In this blog, we will walk through the process of deploying a containerized flask application on Amazon EKS hosted on an AWS Outpost. The application will be exposed to the outside network using an Application Load Balancer (ALB) on Outpost and it will serve web contents from a Kubernetes Persistent Volume (PV). We will use eksctl (the official CLI for Amazon EKS) to deploy the EKS cluster and the self-managed node group. We will use AWS CLI to create subnet on Outpost. At a high level, we will use the following steps for deploying the application:

  1. Create an EKS cluster without a node group using eksctl. This will create a VPC with two public subnets and two private subnets along with the EKS cluster and other needed infrastructure.
  2. Create an Amazon Elastic Container Registry (Amazon ECR) repository.
  3. Create a Docker image for the flask application and push it to the ECR repository.
  4. After the EKS cluster creation completes, create a new private subnet in the same VPC (created by eksctl for EKS cluster) with the Outpost ARN in order to extend the VPC to the Outpost.
  5. Create a self-managed node group in the Outpost subnet using eksctl.
  6. Deploy EBS CSI driver in the EKS cluster and create Persistent Volumes and Persistent Volume Claims by dynamically provisioning EBS volumes in Outpost.
  7. Deploy AWS Load Balancer Controller in the EKS cluster.
  8. Deploy the flask application on EKS using Kubernetes deployment and service objects.
  9. Expose the Kubernetes service to the outside network using a Kubernetes ingress object.
  10. In order to establish connectivity between VPC (created by eksctl) and on-premises network, configure the VPC to route on-premises CIDRs destined traffic to Outpost’s Local Gateway (LGW).

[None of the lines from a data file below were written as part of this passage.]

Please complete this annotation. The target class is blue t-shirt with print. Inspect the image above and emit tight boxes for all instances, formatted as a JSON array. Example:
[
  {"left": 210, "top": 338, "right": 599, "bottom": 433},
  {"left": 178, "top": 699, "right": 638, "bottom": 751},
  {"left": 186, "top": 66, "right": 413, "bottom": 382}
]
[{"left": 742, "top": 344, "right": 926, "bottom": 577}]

The following is a high-level diagram that shows components of the application deployed by Amazon EKS on AWS Outpost:

components of the application deployed by Amazon EKS on AWS Outpost

Considerations

  • We will be creating a self-managed node group using eksctl. At the time of this post, EKS managed node groups are not supported on Outposts.
  • The node group spec YAML will be updated to use the subnet which we created on the Outpost in order to launch EKS worker nodes on the Outpost.
  • We will be updating the storage class spec YAML to create an EBS volume of type “gp2” as by default EBS CSI driver creates a “gp3” type EBS volume, which is currently not supported with AWS Outposts.
  • We will use the us-west-2 Region to deploy the EKS cluster. You must use the parent Region that your Outpost is homed to.

Prerequisites

  1. An active AWS Account.
  2. An installed and active AWS Outpost
  3. eksctl version *0.51.0-rc.0 or later* for creating EKS cluster with 1.20 version or higher.
  4. Latest AWS CLI with the IAM user having admin permission or with necessary permissions to execute the setup.
  5. Helm 3.0 for applying helm charts for EBS CSI driver and AWS Load Balancer Controller.
  6. kubectl version 1.20 or later
  7. A workstation with Docker installed to build and push the Docker image to ECR

Solution tutorial

Create an Amazon EKS cluster and node group. Then deploy the Amazon EBS CSI driver and AWS Load Balancer Controller

Step 1: Set up environment variables

Set up the following environment variables which we will use throughout this blog. Be sure to replace the environment variables AWS Region, Outpost ID, EKS Cluster Name, the worker node instance type supported on your Outpost, and the SSH Key pair (to be used while launching worker nodes) in the following command as per your environment configuration.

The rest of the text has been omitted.